In the performance evaluation of step S600, classification accuracy, OOD detection, and cross-domain generalization index are mainly evaluated. The scheme does not reduce the classification precision of the model, and the indexes of OOD detection and cross-domain generalization are greatly improved.

Step S200 and step S300 are not in sequence, and step S400 and step S500 are not in sequence.

The invention provides a fine adjustment method based on manual masking keyword regularization, so that overall prediction can be performed based on context. The method regularizes the model, reconstructs keywords from other words, and makes low confidence predictions without sufficient context. The method has good reliability when being operated in a pre-training language model such as BERT, RoBERTA and ALBERT, and can greatly improve OOD detection and cross-domain generalization without reducing classification precision.

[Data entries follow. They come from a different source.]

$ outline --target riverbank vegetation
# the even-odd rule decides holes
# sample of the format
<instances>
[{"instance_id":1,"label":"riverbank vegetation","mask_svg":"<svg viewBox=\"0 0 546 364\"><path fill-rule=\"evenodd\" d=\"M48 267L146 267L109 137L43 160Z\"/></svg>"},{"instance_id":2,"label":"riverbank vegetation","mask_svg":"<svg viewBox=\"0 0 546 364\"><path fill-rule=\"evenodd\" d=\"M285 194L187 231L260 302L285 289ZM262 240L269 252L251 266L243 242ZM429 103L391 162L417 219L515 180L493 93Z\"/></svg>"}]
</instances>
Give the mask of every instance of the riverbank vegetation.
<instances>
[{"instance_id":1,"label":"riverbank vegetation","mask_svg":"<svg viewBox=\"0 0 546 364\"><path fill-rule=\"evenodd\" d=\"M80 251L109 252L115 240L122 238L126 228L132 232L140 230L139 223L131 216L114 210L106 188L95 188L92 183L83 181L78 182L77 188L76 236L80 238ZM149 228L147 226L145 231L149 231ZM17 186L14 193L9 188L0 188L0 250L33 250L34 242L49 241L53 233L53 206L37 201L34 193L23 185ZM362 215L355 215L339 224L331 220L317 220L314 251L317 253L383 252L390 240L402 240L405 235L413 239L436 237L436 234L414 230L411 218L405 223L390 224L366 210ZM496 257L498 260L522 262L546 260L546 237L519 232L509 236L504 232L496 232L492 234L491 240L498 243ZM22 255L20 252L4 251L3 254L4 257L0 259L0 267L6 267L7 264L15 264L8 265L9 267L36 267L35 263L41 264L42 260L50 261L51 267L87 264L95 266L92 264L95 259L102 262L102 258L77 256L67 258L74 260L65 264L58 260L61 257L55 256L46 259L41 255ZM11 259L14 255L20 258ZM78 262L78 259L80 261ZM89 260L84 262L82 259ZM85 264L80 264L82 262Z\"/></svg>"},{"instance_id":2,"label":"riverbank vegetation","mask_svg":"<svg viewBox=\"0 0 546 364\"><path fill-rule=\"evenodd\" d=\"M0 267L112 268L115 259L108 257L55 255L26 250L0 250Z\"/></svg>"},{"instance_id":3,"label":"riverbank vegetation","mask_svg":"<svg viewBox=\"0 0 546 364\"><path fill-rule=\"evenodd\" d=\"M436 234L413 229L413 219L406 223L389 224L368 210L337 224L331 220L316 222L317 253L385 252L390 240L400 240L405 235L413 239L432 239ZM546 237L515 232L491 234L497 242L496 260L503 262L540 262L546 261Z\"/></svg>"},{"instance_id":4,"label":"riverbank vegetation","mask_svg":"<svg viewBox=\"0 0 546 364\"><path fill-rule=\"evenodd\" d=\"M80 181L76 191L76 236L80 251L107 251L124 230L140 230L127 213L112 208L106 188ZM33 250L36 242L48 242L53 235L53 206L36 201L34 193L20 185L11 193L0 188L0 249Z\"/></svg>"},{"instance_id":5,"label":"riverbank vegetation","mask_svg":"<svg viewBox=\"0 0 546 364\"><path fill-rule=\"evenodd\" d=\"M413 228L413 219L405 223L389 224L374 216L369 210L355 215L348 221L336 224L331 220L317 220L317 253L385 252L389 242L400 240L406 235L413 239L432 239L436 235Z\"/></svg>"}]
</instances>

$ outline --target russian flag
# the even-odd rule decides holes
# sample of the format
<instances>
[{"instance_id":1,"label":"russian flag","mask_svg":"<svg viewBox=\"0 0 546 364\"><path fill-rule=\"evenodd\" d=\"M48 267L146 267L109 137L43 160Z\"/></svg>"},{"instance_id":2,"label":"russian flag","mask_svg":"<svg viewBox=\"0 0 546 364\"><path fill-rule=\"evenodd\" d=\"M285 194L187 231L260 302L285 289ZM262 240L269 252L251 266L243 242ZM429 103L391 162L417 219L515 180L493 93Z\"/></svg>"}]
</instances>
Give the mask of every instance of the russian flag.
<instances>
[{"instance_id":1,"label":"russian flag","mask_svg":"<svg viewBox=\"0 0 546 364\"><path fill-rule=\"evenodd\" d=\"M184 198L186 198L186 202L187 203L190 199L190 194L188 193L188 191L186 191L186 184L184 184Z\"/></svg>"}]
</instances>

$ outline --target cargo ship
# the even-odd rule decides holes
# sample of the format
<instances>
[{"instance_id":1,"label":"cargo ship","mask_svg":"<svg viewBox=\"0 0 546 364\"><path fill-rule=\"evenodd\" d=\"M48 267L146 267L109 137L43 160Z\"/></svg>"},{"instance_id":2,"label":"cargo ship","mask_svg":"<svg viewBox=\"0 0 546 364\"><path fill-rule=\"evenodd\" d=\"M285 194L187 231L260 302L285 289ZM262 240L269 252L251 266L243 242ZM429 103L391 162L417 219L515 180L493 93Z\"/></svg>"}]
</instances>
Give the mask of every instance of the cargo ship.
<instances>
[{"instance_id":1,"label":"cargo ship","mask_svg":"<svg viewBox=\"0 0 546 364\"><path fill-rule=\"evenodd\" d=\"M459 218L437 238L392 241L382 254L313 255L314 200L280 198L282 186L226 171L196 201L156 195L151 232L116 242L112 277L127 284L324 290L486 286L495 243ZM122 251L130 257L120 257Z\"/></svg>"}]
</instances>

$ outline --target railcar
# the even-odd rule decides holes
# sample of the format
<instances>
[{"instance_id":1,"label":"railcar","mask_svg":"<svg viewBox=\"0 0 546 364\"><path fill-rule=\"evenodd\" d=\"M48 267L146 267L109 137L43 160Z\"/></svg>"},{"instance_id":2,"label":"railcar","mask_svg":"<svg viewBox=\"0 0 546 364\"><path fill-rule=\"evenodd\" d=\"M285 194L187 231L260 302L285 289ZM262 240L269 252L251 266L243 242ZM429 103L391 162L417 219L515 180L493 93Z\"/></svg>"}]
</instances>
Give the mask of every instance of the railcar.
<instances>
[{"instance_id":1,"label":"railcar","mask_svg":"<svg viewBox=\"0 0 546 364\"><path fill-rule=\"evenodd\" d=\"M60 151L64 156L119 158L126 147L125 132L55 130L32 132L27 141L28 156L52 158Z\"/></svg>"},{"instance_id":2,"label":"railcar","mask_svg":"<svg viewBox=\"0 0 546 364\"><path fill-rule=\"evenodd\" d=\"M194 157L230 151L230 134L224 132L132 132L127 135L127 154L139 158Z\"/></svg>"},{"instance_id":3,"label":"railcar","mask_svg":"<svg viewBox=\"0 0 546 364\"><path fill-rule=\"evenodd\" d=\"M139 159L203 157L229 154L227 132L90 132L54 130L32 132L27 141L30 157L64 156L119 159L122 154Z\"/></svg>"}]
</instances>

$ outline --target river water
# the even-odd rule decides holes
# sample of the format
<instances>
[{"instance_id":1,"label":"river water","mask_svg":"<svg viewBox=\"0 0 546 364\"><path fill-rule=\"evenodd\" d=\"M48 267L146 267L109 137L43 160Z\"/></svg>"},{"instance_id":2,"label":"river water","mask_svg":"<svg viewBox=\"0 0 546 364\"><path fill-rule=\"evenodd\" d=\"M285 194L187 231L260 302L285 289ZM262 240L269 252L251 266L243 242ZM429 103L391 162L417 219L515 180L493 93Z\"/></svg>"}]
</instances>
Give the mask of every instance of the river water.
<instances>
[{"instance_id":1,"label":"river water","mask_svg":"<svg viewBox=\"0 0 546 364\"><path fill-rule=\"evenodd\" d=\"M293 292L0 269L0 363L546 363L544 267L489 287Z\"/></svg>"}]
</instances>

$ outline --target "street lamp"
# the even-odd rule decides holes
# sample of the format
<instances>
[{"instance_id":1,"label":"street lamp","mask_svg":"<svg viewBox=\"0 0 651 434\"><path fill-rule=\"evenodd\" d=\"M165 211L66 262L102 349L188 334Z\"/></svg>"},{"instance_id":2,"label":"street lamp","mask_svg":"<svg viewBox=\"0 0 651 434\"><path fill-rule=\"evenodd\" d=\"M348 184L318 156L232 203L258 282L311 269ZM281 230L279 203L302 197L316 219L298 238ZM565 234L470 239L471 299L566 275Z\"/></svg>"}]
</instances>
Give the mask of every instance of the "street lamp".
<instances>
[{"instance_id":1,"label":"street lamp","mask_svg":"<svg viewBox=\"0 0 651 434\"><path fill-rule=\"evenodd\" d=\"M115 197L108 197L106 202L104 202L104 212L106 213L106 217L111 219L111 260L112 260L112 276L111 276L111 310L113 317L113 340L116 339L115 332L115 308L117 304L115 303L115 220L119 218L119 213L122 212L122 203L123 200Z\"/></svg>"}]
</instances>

Although only the preferred embodiments of the present invention have been described in detail, the present invention is not limited to the above embodiments, and various changes can be made without departing from the spirit of the present invention within the knowledge of those skilled in the art, and all changes are encompassed in the scope of the present invention.

Claims

1. A regularization text classification fine adjustment method based on manually-hidden keywords is characterized by comprising the following steps:

s600, performance evaluation: and evaluating the text classification precision.

2. The method of claim 1, wherein in the frequency-based keyword selection of S200, the importance of the label is measured by TF-IDF, and then the importance of the label is measured by comparing the frequency in the target document with the frequency in the entire corpus, and the keyword is defined as the word with the highest TF-IDF score.

3. The method as claimed in claim 1, wherein the step S300 is implemented by training a model using LCE standard method of cross entropy loss in the keyword selection based on attention value, and selecting the labeled keyword with the highest attention value by using the attention value of the model.

4. The regularization text classification fine-tuning method based on artificial occlusion keyword as claimed in claim 1, wherein in the keyword selection based on attention value of S300, let a ═ a1, … aT ] ∈ RT as the attention value of document embedding, and set the attention-based scoring formula in which ai corresponds to ti in the input symbols and t is the symbol t as

5. The regularization text classification fine tuning method based on artificial mask keywords as claimed in claim 1, wherein in S400 mask keyword reconstruction, the keywords of the sentence are regularized, assuming k is^～For a random subset of the full keyword k, each element is chosen with an independent probability p, and k is masked from the original document x^～To obtain a masked document x^～＝x-k^～Finally, the reconstruction loss formula of the shielding keyword is obtained as

6. The regularization text classification fine tuning method based on artificial occlusion keywords as claimed in claim 1, wherein in the S500 hidden entropy regularization, let c be a randomly selected subset of full context words c ═ x-k, where each element is independently selected with probability q, then mask c from original document x and obtain context occlusion document x ═ x-k^～-c, obtaining a formula for the latent entropy regularization as

Finally, the verification formula is set as

7. The regularized text classification fine tuning method based on artificial occlusion keywords according to claim 1,

in the performance evaluation of step S600, classification accuracy, OOD detection, and cross-domain generalization index are mainly evaluated.

8. The regularized text classification fine tuning method based on artificial occlusion keywords according to claim 1,

step S200 and step S300 are not in sequence.

9. The regularized text classification fine tuning method based on artificial occlusion keywords according to claim 1,

step S400 and step S500 are not in sequence.